Icky Code Feeling

This Java stuff is pretty slick, but the complexity to which I've grown accustomed makes me uneasy. There are so many layers and technologies pieced together that I wonder if each layer is the best choice. Even when I have a pretty good feeling that something isn't a perfect fit, I've been sticking with the larger, more standard technology just for the sake of following something to a conclusion of my own.

Struts was difficult to start, but now it's facilitating pretty rapid development. There are still corners of it that I haven't used yet, and I keep seeing articles and other blogs touting Spring or Webwork2, etc. Many of the improvements these frameworks have over Struts make me say, "Yeah, why is that so hard anyway?", but Struts is a much more established standard, and I haven't fully explored it yet. I don't want to jump frameworks for every small project and never fully learn anything -- Jack of all trades, master of none.

That's probably my greatest concern -- I have to read about frameworks and pick one on others' descriptions, then actually implement a project on it to evaluate the framework. Ultimately, I have to see everything for myself, because I never trust anyone else's assessment. (Claire can attest to that.) I'm still using Entity Beans for this very reason -- I haven't proven them useless for myself yet, and I figure the J2EE server vendors will implement performance improvements someday, and my time studying them will prove to be well-spent. (JBoss could lead the way to high-performance entity beans by reimplementing their persistence layer using Hibernate.)

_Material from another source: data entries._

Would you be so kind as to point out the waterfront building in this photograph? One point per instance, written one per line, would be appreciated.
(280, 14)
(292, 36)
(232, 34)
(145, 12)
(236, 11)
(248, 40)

Java gives me so many options that I could very well spend all my time evaluating ways to do something and never actually get anything done, if I'm not careful. I could dump Java and move onto something like PHP or go back to Perl. Those don't have all the frameworks and complexity -- I could just code again, but over-simplicity gives me the same icky feeling.

I trust complexity will provide me solutions to unforeseen problems where simplicity will just leave me recoding from scratch. I take comfort in knowing I have software options for scaling my application, not just "buy a bigger box" to make it run faster. Splitting a simpler application across servers could also entail wide-spread code changes, instead of simpler configuration changes in my Java apps. I also like being able to apply my Java knowledge to all other sorts of applications, not just web apps. I know Perl can do lots, including GUI (see Frozen Bubble), but I still question if it should. ;) Besides, Perl is so 1995.

All other languages, especially these scripting languages, like Ruby or Python, seem to just be fads. These would seem like much riskier jumps than just switching Java frameworks, since I really wouldn't expect to use these professionally. Java's worked out nicely like that, and that's why I jumped to Java in the first place -- I wanted to be viable in the inevitable Microsoft workplace without having to have bought into Microsoft myself. Microsoft languages will morally remain off-limits for me. Java programmers are also expected to do more complex things and there are fewer of us, so we get paid better than your run-of-the-mill Microsoft VB programmers!